Ilse Römer

Ilse Römer in England ca. 1943. (Foto: Ilse Aschner/Erinnern.at)

Zu den nach Großbritannien geflüchteten WiednerInnen zählte auch die Germanistikstudentin Ilse Maria Römer aus der Seisgasse. Sie und ihre Familie waren ein klassisches Beispiel für „jüdische“ Verfolgte, die sich selbst überhaupt nicht als „jüdisch“ betrachteten und gewissermaßen erst durch die Nationalsozialisten zu „Juden“ bzw. „Jüdinnen“ gemacht wurden. Ihrem Religionsbekenntnis nach war Ilse Römer evangelisch, verfolgt wurde sie nach den Kriterien der Nürnberger Rassegesetze aufgrund ihrer jüdischen Großeltern.
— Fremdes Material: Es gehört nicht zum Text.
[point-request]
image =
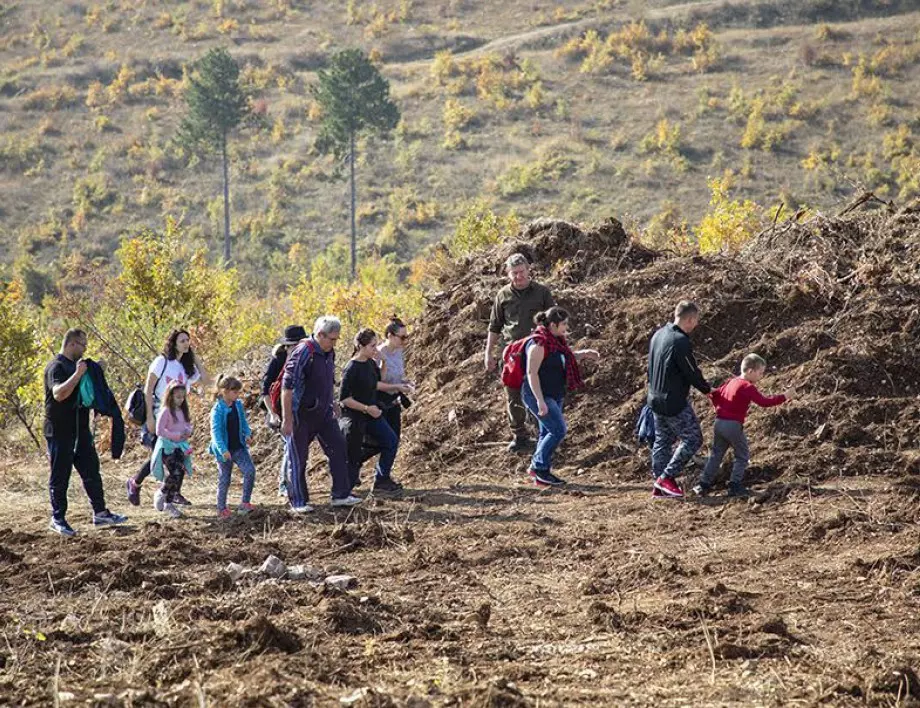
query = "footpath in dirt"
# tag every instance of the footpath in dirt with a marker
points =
(477, 589)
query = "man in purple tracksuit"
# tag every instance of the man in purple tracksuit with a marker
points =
(308, 412)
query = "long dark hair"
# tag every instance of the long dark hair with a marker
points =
(170, 352)
(168, 397)
(363, 338)
(554, 315)
(395, 325)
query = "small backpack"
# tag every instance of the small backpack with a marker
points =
(514, 368)
(274, 391)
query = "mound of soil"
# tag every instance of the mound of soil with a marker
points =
(833, 304)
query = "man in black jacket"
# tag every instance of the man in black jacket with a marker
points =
(672, 370)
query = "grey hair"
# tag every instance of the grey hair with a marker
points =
(516, 259)
(327, 324)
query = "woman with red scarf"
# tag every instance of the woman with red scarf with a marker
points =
(552, 368)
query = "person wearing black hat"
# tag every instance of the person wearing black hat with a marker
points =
(291, 338)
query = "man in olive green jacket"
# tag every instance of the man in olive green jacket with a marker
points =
(513, 311)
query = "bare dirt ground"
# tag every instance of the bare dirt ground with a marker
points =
(477, 589)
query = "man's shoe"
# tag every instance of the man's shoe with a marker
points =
(134, 491)
(519, 446)
(738, 490)
(350, 500)
(669, 487)
(545, 478)
(62, 527)
(701, 490)
(387, 486)
(107, 518)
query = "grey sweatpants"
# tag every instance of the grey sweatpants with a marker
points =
(727, 434)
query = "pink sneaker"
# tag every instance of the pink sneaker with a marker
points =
(669, 487)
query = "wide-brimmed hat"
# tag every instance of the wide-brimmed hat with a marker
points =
(293, 334)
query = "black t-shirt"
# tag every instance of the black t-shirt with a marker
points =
(62, 418)
(233, 430)
(359, 381)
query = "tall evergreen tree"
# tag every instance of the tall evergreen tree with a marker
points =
(216, 105)
(355, 100)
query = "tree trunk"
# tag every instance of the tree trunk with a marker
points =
(226, 203)
(354, 232)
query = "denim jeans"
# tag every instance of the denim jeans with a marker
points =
(552, 429)
(668, 430)
(242, 460)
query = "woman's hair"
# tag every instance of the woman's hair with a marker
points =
(171, 388)
(170, 352)
(227, 383)
(554, 315)
(395, 325)
(363, 338)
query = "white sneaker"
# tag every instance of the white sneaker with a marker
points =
(350, 500)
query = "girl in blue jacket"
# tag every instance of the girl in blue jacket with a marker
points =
(230, 437)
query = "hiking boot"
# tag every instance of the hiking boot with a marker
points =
(350, 500)
(736, 489)
(107, 518)
(545, 478)
(519, 446)
(669, 487)
(62, 527)
(388, 485)
(134, 491)
(702, 490)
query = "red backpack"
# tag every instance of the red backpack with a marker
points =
(274, 391)
(514, 368)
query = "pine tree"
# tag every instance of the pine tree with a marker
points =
(216, 106)
(355, 99)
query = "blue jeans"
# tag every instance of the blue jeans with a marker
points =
(244, 462)
(668, 430)
(552, 429)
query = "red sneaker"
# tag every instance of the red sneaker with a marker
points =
(669, 487)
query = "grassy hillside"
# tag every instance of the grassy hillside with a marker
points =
(571, 109)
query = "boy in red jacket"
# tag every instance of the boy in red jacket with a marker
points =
(731, 401)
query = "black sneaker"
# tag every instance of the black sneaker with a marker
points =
(62, 527)
(545, 478)
(387, 485)
(701, 490)
(738, 490)
(107, 518)
(519, 446)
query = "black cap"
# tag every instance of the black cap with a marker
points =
(293, 334)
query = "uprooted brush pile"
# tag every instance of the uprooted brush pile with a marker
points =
(833, 304)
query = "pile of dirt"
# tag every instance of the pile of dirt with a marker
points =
(833, 304)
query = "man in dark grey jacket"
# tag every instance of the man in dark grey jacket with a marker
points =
(672, 370)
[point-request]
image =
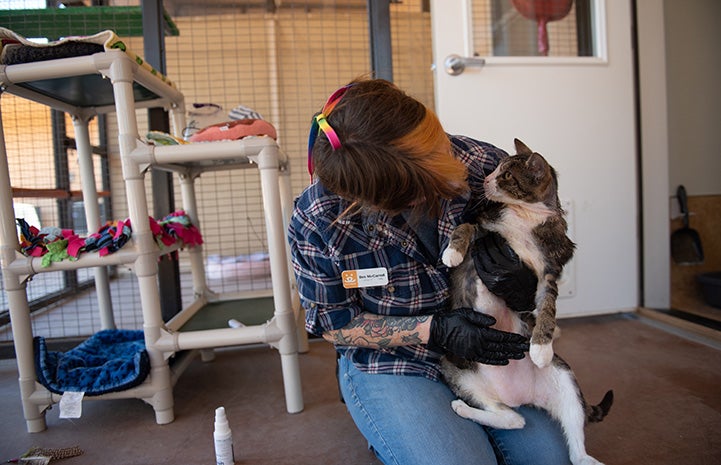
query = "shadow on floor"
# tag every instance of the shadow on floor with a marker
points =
(667, 406)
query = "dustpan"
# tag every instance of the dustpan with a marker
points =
(686, 246)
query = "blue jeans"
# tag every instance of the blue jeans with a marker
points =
(408, 420)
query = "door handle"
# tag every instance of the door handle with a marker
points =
(456, 64)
Nach dem „Anschluss“ durfte sie die Universität plötzlich nicht mehr betreten, ihre persönlichen Unterlagen musste sie zurücklassen.1

Im März 1939 gelang ihr die Ausreise nach Großbritannien, nachdem sich ein englischer Pfarrer bereit erklärt hatte, sie aufzunehmen und für ihren Lebensunterhalt zu sorgen.2 Daraufhin nahm die 19-Jährige am Wiener Westbahnhof Abschied von ihren Eltern, deren Fluchtversuch nach England im darauffolgenden September scheiterte.3 „Als es dann für meine Eltern begonnen hat, als sie in die Massenwohnung in der Werdertorgasse kamen,“ – so die später verheiratete Ilse Aschner rückblickend – „war ich schon weg. Sie haben es mir nicht mehr erzählen können.“4 Im Juni 1942 wurden Ilse Aschners Eltern in das Ghetto Riga deportiert, wo ihr Vater Gustav Aschner starb. Wenige Monate vor dem Kriegsende in Europa wurde im Jänner 1945 auch Mutter Paula Aschner im KZ Stutthof ermordet.5

 

MATTHIAS KAMLEITNER

  1. 1) Vgl. Doris Ingrisch/Gert Dressel/Herbert Posch, 1938 ff., in: Doris Ingrisch/Gert Dressel/Herbert Posch (Hg.), „Anschluß“ und Ausschluss 1938, 199–260, 201; Doris Ingrisch/Herbert Posch, Ilse Maria Aschner (geb. Römer), Gedenkbuch für die Opfer des Nationalsozialismus an der Universität Wien 1938, URL: http://gedenkbuch.univie.ac.at/index.php?person_single_id=2175 (16. 5. 2015).
  2. 2) Vgl. Video der Zeitzeugin Frau Aschner, URL: http:// http://www.erinnern.at (16. 5. 2015).
  3. 3) Vgl. Video der Zeitzeugin Frau Aschner, URL: http:// http://www.erinnern.at (16. 5. 2015).
  4. 4) Josef Haslinger, Politik der Gefühle. Ein Essay über Österreich, Darmstadt 1987, 90.